Las escenas que se ven a diario son idénticas a las descriptas por Ana García Vinet, lectora de LA NACION, en su carta publicada por este medio el 23 del mes último.
Para ser atendidos por un médico o hacer un trámite, sanos y enfermos deben ganar un buen lugar en la cola. Para ello hay que ir lo más temprano posible y estar dispuesto a permanecer a la intemperie hasta las seis de la mañana, cuando el hospital abre sus puertas.
"Un paciente puede venir a buscar un turno a las 11, pero es muy difícil que lo encuentre porque la demanda es mucha y sigue creciendo", explicó Miguel Schiavone, vicedirector médico del hospital Fernández. El funcionario informó que por los consultorios externos pasan diariamente entre 1000 y 1200 pacientes. El martes es el día más concurrido porque se abren las listas para turnos programados para las dos semanas siguientes.
Según Schiavone, el sistema de turnos es una cuestión muy compleja. "Es muy difícil planificar algo cuando no se sabe la cantidad de pacientes que vendrán a atenderse. Por otro lado, ese volumen ha aumentado considerablemente en los últimos años", agregó. Durante el primer semestre de 2003, el hospital Fernández atendió 291.000 consultas. En todo el años1990 se registraron 340.536 consultas.
El problema no es nuevo. Tanto, que el actual secretario de Salud comunal, Alfredo Stern, prometió hace más de un año instrumentar un sistema telefónico para otorgar turnos en los hospital, que depende de la Ciudad. La intención quedó en promesa, por lo menos hasta ahora.
Esperar sentados
Hasta fines del mes último, las puertas del hospital Fernández se abrían a las 6 para los que necesitaban la libreta sanitaria y a las 6.30 para los turnos médicos.
Pero desde principios de este mes el horario de acceso para ambos trámites se fijó a las 6. A esa hora, el personal de seguridad abre las puertas y los pacientes ingresan en orden hasta que reciben un número. Entonces sí, pueden romper filas y esperar sentados hasta ver su número en el secuenciador electrónico que indicará en cuál de las cinco ventanillas disponibles será atendido.

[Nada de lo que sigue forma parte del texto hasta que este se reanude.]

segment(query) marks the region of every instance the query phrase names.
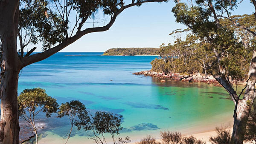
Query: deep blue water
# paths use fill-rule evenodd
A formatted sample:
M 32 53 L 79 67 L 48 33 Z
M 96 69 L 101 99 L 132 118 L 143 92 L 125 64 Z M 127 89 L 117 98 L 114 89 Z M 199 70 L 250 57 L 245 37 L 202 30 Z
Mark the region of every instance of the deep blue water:
M 226 99 L 222 88 L 200 83 L 163 83 L 156 78 L 132 74 L 150 70 L 150 62 L 157 56 L 102 54 L 58 53 L 29 65 L 20 72 L 18 92 L 40 87 L 59 104 L 78 99 L 92 113 L 107 110 L 122 115 L 124 135 L 196 128 L 209 123 L 214 127 L 232 117 L 233 102 Z M 53 141 L 61 143 L 60 137 L 65 138 L 70 126 L 52 119 L 50 122 L 58 126 L 45 131 L 45 138 L 55 138 Z M 71 141 L 87 139 L 82 131 L 73 133 Z

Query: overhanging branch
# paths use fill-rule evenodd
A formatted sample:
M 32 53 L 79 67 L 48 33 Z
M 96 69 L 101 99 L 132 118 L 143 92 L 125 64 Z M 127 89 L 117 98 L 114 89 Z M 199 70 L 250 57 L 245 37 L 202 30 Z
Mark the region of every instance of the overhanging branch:
M 108 30 L 109 28 L 113 25 L 115 22 L 117 16 L 124 9 L 135 6 L 139 6 L 143 3 L 151 2 L 162 2 L 167 1 L 166 0 L 145 0 L 136 3 L 132 3 L 126 6 L 122 6 L 113 14 L 109 23 L 106 25 L 97 28 L 90 28 L 86 29 L 79 31 L 73 37 L 67 38 L 62 42 L 58 45 L 46 51 L 43 52 L 37 53 L 32 55 L 26 56 L 21 59 L 22 67 L 24 67 L 32 63 L 41 61 L 47 57 L 52 55 L 54 54 L 59 51 L 63 48 L 65 48 L 69 45 L 76 41 L 77 40 L 83 36 L 89 33 L 104 31 Z

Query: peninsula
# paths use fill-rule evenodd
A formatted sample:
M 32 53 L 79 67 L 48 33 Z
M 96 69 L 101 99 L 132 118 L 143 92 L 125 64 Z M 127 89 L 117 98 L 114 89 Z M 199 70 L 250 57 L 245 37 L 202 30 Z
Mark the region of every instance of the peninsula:
M 150 56 L 159 55 L 158 48 L 112 48 L 105 51 L 105 56 Z

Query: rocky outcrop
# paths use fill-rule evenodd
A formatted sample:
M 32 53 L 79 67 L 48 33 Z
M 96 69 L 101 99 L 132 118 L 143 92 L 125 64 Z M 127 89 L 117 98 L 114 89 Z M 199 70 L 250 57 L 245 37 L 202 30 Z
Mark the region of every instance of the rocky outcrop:
M 151 71 L 145 71 L 134 73 L 133 74 L 157 77 L 161 79 L 160 82 L 165 82 L 165 79 L 167 80 L 169 79 L 175 81 L 203 82 L 214 84 L 216 86 L 219 86 L 218 82 L 215 80 L 214 77 L 212 76 L 205 76 L 200 73 L 189 75 L 181 74 L 180 73 L 165 73 L 164 72 L 157 73 Z M 165 81 L 163 81 L 163 80 Z

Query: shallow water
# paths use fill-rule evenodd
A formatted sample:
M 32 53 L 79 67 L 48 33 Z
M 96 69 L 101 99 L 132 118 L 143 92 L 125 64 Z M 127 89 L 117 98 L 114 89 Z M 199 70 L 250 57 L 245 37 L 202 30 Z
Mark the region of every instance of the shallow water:
M 204 83 L 161 83 L 156 78 L 132 74 L 150 69 L 150 62 L 157 56 L 100 56 L 102 54 L 58 53 L 25 67 L 20 72 L 18 93 L 40 87 L 59 104 L 78 99 L 92 112 L 122 115 L 121 136 L 132 138 L 190 127 L 200 132 L 199 127 L 209 124 L 212 126 L 201 131 L 210 130 L 232 118 L 233 102 L 222 88 Z M 51 128 L 44 131 L 45 138 L 39 142 L 50 143 L 48 138 L 55 143 L 63 143 L 70 128 L 67 120 L 51 119 Z M 74 130 L 70 141 L 89 142 L 84 133 Z

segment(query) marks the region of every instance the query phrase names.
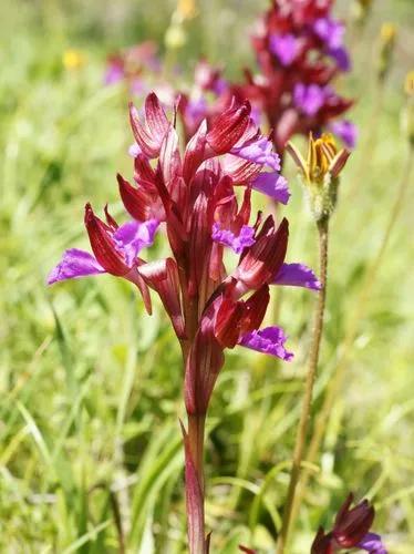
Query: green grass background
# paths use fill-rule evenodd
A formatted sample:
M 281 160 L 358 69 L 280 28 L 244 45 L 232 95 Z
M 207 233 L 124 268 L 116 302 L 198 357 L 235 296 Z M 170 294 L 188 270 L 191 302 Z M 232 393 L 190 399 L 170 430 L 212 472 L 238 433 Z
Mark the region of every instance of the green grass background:
M 338 12 L 348 13 L 346 1 Z M 86 246 L 83 205 L 122 212 L 115 173 L 130 175 L 122 86 L 102 86 L 113 49 L 159 41 L 173 1 L 3 0 L 0 24 L 0 551 L 185 552 L 182 368 L 157 305 L 149 318 L 128 284 L 111 277 L 45 287 L 69 246 Z M 266 2 L 198 2 L 177 60 L 184 80 L 200 54 L 236 76 L 252 63 L 248 29 Z M 399 24 L 380 113 L 375 48 L 383 20 Z M 410 0 L 376 0 L 340 85 L 356 98 L 360 147 L 344 173 L 332 224 L 330 285 L 318 407 L 383 239 L 407 155 L 400 130 L 403 79 L 414 65 Z M 66 71 L 62 53 L 87 63 Z M 299 141 L 300 143 L 300 141 Z M 289 259 L 317 265 L 315 233 L 293 167 Z M 309 552 L 349 490 L 377 509 L 391 553 L 414 552 L 413 195 L 405 196 L 384 263 L 370 284 L 319 472 L 292 554 Z M 346 189 L 353 189 L 350 196 Z M 157 257 L 165 245 L 157 244 Z M 311 294 L 283 291 L 290 365 L 247 350 L 227 355 L 209 413 L 207 524 L 213 552 L 242 542 L 271 552 L 287 491 L 309 339 Z M 279 465 L 280 464 L 280 465 Z M 273 470 L 278 466 L 278 470 Z M 269 473 L 271 472 L 271 473 Z M 268 486 L 262 488 L 268 476 Z

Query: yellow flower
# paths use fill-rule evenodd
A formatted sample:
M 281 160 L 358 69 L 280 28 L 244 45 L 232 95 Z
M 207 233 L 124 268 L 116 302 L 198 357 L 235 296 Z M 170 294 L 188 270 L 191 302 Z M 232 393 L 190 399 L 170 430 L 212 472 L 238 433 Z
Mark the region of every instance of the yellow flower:
M 309 185 L 322 185 L 328 175 L 338 177 L 350 155 L 345 148 L 339 151 L 333 136 L 328 133 L 317 140 L 310 133 L 307 160 L 292 143 L 288 143 L 287 151 Z
M 66 70 L 77 70 L 86 63 L 86 58 L 80 50 L 69 49 L 63 52 L 62 63 Z
M 383 42 L 393 42 L 396 37 L 396 27 L 394 23 L 383 23 L 381 25 L 381 39 Z
M 177 11 L 183 19 L 193 19 L 197 13 L 195 0 L 178 0 Z
M 307 158 L 292 143 L 286 150 L 302 174 L 307 197 L 317 222 L 329 219 L 338 199 L 339 175 L 350 156 L 345 148 L 338 150 L 331 134 L 314 140 L 309 135 Z
M 407 96 L 414 96 L 414 70 L 406 74 L 404 89 Z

Siete empleados -algunos de ellos beneficiarios del plan Jefes y Jefas de Hogar-, en el horario de 7 a 14, otorgan los turnos, que se agotan antes de las 9 debido a que los cupos para cada especialidad dependen de la cantidad de profesionales disponibles.
Medidas poco efectivas
Schiavone enumeró los cambios introducidos en el sistema de turnos con los que se procuró contener la demanda creciente. Según el directivo, se redujeron el tiempo y la cantidad de consultas programadas. La espera pasó de veinte días a una semana, y el volumen de turnos remotos se igualó al de citas espontáneas (para el día). Hasta el año pasado se asignaba un 75% de turnos programados y un 25% de consultas espontáneas.
En estos últimos años también se estableció que algunos pacientes reciban un trato diferencial. Los afiliados de PAMI, las embarazadas, quienes necesitan turnos para pediatría y los titulares del plan médico de cabecera no ingresan por la puerta de Cerviño, sino por la de la calle Silvio Ruggieri. Allí hay dos ventanillas y "nadie se va sin turno", aseguró Schiavone. Tampoco hacen fila los pacientes de siquiatría, oncología, toxicología e infectología. Ellos pueden ir directamente a sacar el turno en cada uno de esos servicios.
Todas estas iniciativas no lograron satisfacer la creciente demanda. Frente a esta realidad, Schiavone sugirió que se reforzara el servicio médico de los centros de salud para contener la demanda ambulatoria, que representa el 80% de las consultas.
Stern, titular de la Secretaría de Salud porteña, no respondió a los requerimientos de LA NACION a los efectos de ser consultado sobre las posibles soluciones a esta situación.